Earlier this month, Donald Trump raised eyebrows when he implied at a rally in Pennsylvania that drug dealers should be killed if they’re caught. Now, White House officials are rolling out a plan that they say is a “more nuanced” response to the opioid epidemic currently facing the U.S.

The plan, which White House officials discussed publicly on Sunday, still includes the death penalty, but only in some cases. “The Department of Justice will seek the death penalty against drug traffickers when appropriate under current law,” said Andrew Bremberg, the director of the White House’s Domestic Policy Council, according to Politico.

Current federal law allows the death penalty in drug-related crimes that involve murder, according to the Washington Post. The president wants Congress to pass a law that would more aggressively punish those who deal synthetic opioids, like fentanyl. The administration also said that it plans to reduce opioid prescriptions by one-third within three years.

The U.S. has been battling an opioid crisis for years, and the data isn’t pretty. Opioids were responsible for the majority of the 64,000 drug overdose deaths in the U.S. in 2016, according to the National Institute on Drug Abuse. The numbers also don’t seem to be slowing: Earlier this month, the Centers for Disease Control and Prevention revealed that emergency room visits for opioid overdoses increased 30 percent in all parts of the U.S. from July 2016 through September 2017.

But experts aren’t convinced that executing drug traffickers is the way to go. “The focus should be on treating addiction as a disease rather than as a capital crime,” Lindsey Vuolo, the associate director of health law and policy at the National Center on Addiction and Substance Abuse, tells Yahoo Lifestyle. Vuolo points to a recent analysis by the Pew Charitable Trusts that found that stronger punishments for drug-related crimes don’t improve public safety, deter drug use, or discourage drug dealing.

Sarah Turberville, director of the Constitution Project at the Project on Government Oversight, agrees. “The president’s proposal to seek harsher sentences, including capital punishment, is ineffective — and is a diversion from tackling what is a significant public health crisis,” she tells Yahoo Lifestyle.

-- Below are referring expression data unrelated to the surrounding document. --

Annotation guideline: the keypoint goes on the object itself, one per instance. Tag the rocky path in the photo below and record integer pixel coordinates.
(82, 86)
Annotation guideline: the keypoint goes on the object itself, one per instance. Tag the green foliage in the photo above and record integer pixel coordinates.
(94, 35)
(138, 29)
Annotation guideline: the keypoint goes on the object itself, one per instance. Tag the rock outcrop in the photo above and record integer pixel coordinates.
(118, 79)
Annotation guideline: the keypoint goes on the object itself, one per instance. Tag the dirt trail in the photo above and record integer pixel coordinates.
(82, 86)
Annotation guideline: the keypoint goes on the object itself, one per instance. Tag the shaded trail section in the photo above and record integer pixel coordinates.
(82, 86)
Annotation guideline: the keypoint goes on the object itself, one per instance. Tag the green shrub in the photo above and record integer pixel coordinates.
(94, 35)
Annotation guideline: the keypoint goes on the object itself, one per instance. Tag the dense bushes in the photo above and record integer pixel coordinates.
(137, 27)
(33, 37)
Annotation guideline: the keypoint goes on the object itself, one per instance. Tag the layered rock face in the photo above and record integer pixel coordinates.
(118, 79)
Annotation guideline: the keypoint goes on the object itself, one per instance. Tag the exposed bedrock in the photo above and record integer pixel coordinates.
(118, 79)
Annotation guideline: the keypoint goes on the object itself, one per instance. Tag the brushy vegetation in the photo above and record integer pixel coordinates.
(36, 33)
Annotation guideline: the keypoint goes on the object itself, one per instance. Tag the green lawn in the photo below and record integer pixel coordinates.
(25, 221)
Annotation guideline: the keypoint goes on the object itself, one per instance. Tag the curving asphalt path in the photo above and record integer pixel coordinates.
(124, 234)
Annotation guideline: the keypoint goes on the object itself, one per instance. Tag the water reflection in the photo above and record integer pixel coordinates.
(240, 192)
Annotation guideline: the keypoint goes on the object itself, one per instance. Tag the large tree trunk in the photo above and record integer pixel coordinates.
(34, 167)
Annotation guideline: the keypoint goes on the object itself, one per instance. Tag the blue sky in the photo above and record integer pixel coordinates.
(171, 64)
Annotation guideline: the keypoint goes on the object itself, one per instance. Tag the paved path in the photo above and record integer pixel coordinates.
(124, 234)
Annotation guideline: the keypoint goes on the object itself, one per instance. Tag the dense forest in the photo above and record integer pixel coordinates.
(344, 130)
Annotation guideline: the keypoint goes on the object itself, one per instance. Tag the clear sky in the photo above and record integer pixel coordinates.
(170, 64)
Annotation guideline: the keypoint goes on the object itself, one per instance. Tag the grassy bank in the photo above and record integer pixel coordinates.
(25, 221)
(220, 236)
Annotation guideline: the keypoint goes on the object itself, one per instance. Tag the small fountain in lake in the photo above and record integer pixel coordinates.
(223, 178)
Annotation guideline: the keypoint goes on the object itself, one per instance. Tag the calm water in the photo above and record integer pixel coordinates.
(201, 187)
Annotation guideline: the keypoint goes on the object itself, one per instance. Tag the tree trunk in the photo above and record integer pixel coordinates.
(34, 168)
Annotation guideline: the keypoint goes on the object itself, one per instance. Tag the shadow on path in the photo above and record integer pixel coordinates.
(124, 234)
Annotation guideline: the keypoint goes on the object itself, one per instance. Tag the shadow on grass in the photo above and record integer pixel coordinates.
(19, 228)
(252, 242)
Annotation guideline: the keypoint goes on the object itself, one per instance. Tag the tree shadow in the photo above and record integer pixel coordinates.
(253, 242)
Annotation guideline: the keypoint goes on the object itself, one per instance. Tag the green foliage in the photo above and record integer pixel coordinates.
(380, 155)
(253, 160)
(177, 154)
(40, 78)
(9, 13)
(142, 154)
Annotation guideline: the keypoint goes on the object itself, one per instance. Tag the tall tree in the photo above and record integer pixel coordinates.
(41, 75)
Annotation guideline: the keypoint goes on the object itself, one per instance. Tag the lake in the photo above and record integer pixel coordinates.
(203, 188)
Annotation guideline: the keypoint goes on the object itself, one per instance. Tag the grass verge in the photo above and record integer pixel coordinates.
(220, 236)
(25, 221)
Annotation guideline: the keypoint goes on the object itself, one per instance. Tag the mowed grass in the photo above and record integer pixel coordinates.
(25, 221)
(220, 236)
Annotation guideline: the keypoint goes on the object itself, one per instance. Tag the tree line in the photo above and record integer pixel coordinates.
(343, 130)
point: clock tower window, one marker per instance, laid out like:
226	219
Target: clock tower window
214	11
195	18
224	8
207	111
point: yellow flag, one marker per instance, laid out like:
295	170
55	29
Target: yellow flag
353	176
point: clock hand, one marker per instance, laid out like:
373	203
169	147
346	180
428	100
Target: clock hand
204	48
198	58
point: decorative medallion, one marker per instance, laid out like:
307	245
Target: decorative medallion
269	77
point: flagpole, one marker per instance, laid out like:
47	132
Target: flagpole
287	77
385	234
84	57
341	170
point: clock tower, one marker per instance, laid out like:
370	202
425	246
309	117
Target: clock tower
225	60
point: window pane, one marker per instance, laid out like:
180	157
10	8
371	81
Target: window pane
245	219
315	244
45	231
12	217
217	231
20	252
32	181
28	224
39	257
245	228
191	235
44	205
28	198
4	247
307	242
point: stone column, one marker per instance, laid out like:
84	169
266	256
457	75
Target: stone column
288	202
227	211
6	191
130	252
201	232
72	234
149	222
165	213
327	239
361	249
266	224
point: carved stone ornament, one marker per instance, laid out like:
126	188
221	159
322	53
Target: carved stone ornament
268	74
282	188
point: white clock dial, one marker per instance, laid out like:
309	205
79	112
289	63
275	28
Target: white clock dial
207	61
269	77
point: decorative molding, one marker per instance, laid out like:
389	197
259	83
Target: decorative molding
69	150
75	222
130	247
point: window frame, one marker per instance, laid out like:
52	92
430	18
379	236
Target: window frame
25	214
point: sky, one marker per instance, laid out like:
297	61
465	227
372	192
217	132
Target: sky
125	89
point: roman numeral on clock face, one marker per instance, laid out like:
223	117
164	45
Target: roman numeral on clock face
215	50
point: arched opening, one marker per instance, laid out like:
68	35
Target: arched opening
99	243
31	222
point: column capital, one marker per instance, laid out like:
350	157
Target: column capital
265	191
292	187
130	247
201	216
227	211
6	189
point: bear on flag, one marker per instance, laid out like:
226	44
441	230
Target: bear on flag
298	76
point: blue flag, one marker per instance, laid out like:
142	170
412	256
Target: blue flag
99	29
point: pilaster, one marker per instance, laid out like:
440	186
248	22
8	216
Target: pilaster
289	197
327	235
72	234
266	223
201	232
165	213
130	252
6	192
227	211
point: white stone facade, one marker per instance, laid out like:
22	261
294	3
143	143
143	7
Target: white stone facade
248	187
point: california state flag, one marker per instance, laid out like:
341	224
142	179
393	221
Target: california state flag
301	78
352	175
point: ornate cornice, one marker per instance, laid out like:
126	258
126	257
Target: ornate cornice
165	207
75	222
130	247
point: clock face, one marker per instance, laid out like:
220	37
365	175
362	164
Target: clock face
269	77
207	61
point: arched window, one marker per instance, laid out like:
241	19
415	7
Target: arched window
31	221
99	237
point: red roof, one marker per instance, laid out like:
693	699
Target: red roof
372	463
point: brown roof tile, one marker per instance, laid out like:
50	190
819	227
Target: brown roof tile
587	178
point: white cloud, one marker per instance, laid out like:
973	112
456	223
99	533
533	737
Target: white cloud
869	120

Threats of increased prison sentences, or even the death sentence, aren’t a solution to the problem, she says.

Federal prosecutors already have a number of tools at their disposal to pursue drug traffickers, Turberville says. “And Singapore is only a model to those unconcerned with constitutional limits on government power, like due process,” she points out. Instead, the administration should provide “meaningful policies” to help people and communities recover from opioid abuse, she says, adding that “harsher sentencing would be a dramatic step in the wrong direction.”

“Our concern with an approach that is heavily focused on enforcement is that it could exacerbate the crisis by diverting resources from effective prevention and treatment strategies,” Vuolo says. “Lack of access to effective addiction treatment is a major contributor to the current crisis.” Funding and resources are “desperately needed” to expand access to evidence-based addiction treatment and prevention across the country, Vuolo says, and that’s where the government’s focus should be.

As for the plan to reduce opioid prescriptions by a third, Vuolo says it can help keep people (especially young people) who don’t actually need prescription opioids from getting hooked on them in the first place, but it can cause unintended consequences for people who are already addicted to opioids. That’s why she says the reduction in prescriptions needs to be synced up with strategies that connect people to effective treatment. “Reducing the availability of prescription opioids without that bridge to treatment can have the unintended consequence of increasing overdose deaths as individuals turn to deadly illicit opioids such as fentanyl,” she says.

White House officials did not reveal how the proposals will be funded.